An SMS gateway that is careless about compliance is a short-lived SMS gateway. Regulatory fines, carrier de-listings, tenant abuse, and spam complaints all flow through the same chokepoint: outbound messages. Two implementation shapes were on the table:

Option A — Inline checks in sms-orchestrator. Each rule (keyword, regex, sender-id, rate/volume, geo, temporal, DLR-abuse, AI classification, composite) becomes a piece of logic inside the orchestrator. Simple at first; brittle fast. Rule versioning, tenant-specific rule sets, hold queues, manual review UX, tenant scoring, and audit retention all become orchestrator concerns — violating single-responsibility and coupling unrelated scale/latency profiles.

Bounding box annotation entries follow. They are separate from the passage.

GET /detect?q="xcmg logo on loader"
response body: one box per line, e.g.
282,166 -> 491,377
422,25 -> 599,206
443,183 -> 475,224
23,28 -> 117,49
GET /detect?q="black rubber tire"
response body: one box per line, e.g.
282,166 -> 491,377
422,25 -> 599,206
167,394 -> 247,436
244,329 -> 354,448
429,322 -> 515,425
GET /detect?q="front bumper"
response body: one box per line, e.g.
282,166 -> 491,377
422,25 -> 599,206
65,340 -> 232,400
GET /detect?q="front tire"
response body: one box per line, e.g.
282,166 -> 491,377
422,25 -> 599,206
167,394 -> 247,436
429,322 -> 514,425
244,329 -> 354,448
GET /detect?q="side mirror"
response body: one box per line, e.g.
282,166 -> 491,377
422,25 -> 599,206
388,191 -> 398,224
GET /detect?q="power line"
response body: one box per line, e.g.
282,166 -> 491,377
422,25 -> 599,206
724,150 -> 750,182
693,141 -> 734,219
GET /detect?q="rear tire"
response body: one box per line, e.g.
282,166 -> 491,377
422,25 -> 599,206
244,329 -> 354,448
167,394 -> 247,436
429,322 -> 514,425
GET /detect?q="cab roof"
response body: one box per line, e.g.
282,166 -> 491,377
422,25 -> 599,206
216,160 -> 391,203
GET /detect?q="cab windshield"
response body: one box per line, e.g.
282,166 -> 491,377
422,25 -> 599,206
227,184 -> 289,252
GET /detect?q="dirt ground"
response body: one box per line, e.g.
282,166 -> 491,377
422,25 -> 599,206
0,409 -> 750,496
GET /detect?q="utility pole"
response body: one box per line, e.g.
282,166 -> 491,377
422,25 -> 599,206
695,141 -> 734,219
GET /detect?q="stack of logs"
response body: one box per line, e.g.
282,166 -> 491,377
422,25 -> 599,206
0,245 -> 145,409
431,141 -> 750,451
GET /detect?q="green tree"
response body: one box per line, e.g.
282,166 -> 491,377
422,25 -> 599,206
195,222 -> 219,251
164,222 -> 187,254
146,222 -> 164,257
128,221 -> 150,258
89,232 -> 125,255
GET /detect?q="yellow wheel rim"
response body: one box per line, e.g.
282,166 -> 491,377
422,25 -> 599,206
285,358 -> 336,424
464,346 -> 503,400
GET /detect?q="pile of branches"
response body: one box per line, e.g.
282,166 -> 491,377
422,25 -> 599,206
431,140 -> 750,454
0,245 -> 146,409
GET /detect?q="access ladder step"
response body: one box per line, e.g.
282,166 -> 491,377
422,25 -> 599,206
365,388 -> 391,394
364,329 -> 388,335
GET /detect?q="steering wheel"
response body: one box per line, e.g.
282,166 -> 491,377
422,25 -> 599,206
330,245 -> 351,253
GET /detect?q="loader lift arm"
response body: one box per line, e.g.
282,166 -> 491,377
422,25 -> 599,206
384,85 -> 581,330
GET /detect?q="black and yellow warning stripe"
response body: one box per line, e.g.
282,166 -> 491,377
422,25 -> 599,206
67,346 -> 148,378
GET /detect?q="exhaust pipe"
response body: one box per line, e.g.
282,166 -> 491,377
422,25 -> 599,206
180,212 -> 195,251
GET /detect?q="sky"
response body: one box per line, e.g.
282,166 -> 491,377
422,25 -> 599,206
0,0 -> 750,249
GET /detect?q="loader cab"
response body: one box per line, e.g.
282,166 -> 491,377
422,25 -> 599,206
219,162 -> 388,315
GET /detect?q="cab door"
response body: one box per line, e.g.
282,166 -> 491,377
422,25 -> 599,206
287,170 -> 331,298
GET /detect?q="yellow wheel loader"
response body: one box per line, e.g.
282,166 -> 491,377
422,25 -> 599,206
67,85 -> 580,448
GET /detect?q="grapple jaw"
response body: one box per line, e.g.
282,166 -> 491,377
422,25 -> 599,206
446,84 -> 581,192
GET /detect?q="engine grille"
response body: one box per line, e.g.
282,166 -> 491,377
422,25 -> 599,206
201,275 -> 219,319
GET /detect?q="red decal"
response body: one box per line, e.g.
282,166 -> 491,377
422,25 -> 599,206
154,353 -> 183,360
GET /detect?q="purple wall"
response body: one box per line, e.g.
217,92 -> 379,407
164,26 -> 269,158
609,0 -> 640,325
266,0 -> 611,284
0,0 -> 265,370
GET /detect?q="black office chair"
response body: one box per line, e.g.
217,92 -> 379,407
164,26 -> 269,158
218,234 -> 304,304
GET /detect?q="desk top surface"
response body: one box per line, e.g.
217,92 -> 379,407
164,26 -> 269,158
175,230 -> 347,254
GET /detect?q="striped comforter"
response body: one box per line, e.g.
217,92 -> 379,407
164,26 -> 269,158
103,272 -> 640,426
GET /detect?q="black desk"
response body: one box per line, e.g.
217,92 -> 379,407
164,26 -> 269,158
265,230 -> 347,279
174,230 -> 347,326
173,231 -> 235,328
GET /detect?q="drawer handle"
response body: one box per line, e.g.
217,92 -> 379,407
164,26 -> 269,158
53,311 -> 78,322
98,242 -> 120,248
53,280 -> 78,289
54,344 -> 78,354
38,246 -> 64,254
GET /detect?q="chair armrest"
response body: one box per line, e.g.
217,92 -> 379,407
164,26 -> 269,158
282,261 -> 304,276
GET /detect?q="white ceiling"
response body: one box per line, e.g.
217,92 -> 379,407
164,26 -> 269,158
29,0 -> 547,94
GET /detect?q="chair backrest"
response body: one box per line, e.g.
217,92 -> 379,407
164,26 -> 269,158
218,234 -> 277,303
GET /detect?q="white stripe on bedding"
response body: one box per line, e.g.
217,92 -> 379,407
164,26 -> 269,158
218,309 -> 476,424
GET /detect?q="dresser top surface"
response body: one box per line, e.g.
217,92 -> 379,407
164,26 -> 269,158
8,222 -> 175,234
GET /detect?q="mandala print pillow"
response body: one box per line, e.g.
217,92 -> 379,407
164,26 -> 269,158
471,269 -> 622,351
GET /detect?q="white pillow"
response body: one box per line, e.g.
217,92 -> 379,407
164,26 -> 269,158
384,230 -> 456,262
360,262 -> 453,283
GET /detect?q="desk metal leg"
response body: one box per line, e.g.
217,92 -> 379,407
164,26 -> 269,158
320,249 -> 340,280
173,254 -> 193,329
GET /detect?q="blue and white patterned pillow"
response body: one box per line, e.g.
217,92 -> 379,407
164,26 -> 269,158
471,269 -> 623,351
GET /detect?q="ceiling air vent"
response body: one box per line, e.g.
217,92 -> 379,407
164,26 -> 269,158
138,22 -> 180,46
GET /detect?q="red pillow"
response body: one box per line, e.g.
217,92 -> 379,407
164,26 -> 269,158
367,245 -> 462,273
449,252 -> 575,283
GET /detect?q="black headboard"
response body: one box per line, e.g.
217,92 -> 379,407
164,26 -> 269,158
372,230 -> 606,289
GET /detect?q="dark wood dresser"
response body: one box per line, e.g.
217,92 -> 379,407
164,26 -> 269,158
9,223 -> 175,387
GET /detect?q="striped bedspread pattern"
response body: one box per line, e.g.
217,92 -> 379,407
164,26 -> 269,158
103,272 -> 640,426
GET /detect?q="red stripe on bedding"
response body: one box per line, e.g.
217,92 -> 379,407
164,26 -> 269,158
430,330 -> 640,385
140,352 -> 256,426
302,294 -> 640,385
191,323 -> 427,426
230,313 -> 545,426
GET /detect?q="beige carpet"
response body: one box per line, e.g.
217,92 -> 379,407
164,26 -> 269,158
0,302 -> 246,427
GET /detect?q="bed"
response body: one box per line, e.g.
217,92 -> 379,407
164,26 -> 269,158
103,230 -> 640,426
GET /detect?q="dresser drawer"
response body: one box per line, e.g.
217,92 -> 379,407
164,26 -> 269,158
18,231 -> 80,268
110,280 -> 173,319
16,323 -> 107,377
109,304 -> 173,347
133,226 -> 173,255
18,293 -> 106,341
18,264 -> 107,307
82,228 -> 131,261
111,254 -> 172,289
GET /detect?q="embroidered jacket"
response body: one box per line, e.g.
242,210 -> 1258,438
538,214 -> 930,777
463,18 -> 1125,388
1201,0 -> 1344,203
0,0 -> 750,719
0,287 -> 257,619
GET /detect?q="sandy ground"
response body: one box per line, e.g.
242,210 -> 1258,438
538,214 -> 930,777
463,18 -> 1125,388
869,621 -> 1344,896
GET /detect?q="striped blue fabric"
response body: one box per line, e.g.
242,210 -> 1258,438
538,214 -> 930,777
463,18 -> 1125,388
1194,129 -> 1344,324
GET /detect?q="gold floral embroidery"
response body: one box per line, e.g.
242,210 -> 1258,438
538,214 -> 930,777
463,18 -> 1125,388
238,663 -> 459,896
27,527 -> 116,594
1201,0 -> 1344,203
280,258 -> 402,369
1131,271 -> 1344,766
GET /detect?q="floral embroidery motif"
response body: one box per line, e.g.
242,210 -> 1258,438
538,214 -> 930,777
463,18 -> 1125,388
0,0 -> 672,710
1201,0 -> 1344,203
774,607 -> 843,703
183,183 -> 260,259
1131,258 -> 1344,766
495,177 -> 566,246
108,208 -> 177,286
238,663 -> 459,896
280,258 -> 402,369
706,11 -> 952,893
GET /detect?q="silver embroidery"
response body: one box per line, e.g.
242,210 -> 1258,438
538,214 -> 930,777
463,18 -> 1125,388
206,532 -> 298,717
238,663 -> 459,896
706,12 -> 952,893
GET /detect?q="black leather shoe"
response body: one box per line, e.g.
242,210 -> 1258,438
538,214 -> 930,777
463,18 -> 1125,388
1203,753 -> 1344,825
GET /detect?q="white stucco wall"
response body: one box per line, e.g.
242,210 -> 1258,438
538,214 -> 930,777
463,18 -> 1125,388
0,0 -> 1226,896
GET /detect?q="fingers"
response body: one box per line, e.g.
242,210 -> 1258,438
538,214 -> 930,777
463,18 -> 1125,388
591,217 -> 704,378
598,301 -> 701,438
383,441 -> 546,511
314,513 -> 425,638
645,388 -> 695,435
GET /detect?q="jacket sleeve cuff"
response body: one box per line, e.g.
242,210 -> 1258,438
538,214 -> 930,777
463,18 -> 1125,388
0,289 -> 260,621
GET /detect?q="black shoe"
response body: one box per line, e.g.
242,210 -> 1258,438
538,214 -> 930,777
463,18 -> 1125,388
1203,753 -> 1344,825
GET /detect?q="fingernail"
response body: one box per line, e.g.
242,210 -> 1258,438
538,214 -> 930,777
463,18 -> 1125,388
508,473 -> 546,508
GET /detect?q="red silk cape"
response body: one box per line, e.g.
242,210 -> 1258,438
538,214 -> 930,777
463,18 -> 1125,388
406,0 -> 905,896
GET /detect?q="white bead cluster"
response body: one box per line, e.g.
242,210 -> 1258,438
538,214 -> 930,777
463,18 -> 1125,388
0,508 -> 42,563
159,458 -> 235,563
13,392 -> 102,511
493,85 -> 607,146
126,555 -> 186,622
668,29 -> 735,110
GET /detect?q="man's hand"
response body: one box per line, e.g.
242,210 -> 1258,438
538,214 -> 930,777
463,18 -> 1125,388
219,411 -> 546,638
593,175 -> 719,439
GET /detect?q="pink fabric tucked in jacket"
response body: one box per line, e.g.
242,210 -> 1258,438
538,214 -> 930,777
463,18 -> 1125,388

Option B — Compliance as a dedicated architectural tier. A compliance-engine microservice sits between orchestration and routing. Every outbound SMS is evaluated (asynchronously, in the NATS consumer) before routing; a non-ALLOW verdict quarantines the message. Rule authoring, hold queue, tenant scoring, and audit all live in the same bounded context, owned by one team.

2. Decision

Adopt Option B. The Compliance Layer is a first-class architectural tier alongside ingestion (Kong + sms-orchestrator HTTP handler), routing (routing-engine), and transport (smpp-connector):

  1. A dedicated microservice compliance-engine owns all rule evaluation, hold queue, tenant scoring, audit log, and compliance reporting.
  2. It exposes gRPC EvaluateCompliance (P95 ≤ 500 ms) to sms-orchestrator, HTTPS REST to admin-dashboard, and NATS producer/consumer pairs for audit and DLR-stats intake.
  3. The pipeline is fail-closed: if compliance-engine is unavailable, the message remains in EVALUATING and is retried from NATS. It is never released to routing-engine without an explicit ALLOW.
  4. Verdicts are ALLOW / FLAG / HOLD / BLOCK. Non-ALLOW messages never reach a carrier. HOLD routes to an admin review workflow in admin-dashboard; BLOCK is terminal.
  5. Audit log is append-only, partitioned by month, retained ≥ 13 months (regulatory evidence window).
  6. AI classification runs on a local LLM (compliance-ai container) with an external LLM fallback governed by per-tenant data-residency policy.
  7. Tenant notifications of holds/blocks are async via notification-service; tenants never wait on compliance evaluation in the HTTP response.

3. Consequences

Positive

  • Clean bounded context with a single owner (Trust & Safety).
  • Regulators and carriers get a coherent evidence trail — we can answer "why was this message blocked?" in one query against compliance.audit_log.
  • Scale and latency profile for compliance (rule eval + LLM) are decoupled from the orchestrator's throughput profile.
  • Adding a new rule type does not touch sms-orchestrator.

Negative / costs

  • One more service to operate, observe, and pager-rotate.
  • Added per-message latency in the evaluation pipeline (async, but still on the path to carrier dispatch).
  • gRPC contract becomes a coupling point: schema evolution must be backwards-compatible.

Neutral

  • Because evaluation is async in the NATS consumer, the tenant's API experience is unchanged: POST /v1/sms/send returns 202 Accepted in ~50 ms as before.

4. Alternatives considered

OptionWhy rejected
Inline in sms-orchestrator (Option A)Coupling, single-responsibility violation, scaling conflict
Inline in routing-engineWould push compliance after routing; some rules depend on routing context but carrier dispatch coupling is unacceptable
Sidecar library (shared lib)Ownership unclear; upgrades coupled across services; hold queue / review UX cannot live in a library

5. Implementation

Detailed specs and epic breakdown: compliance-engine service docs (SERVICE_OVERVIEW, APPLICATION_LOGIC, DEPLOYMENT_TOPOLOGY, SYNC_CONTRACT, AI_INTEGRATION, OBSERVABILITY, FAILURE_MODES, TESTING_STRATEGY, MIGRATION_PLAN, SERVICE_READINESS, SERVICE_RISK_REGISTER, _report.md).

6. Status

Approved 2026-04-19. Compliance Layer is baselined into 01-enterprise-architecture (§2 system context, §3 container view, §3.2 container-level compliance view, §4 outbound SMS pipeline with compliance step, §6 NATS topology with compliance.* streams, §7 database ownership with compliance schema, §9 technology stack) and into 03-platform-services (topology, docker-compose inventory, Kubernetes namespace strategy). Requirements tracked as PLT-REQ-026 through PLT-REQ-031 in the traceability matrix.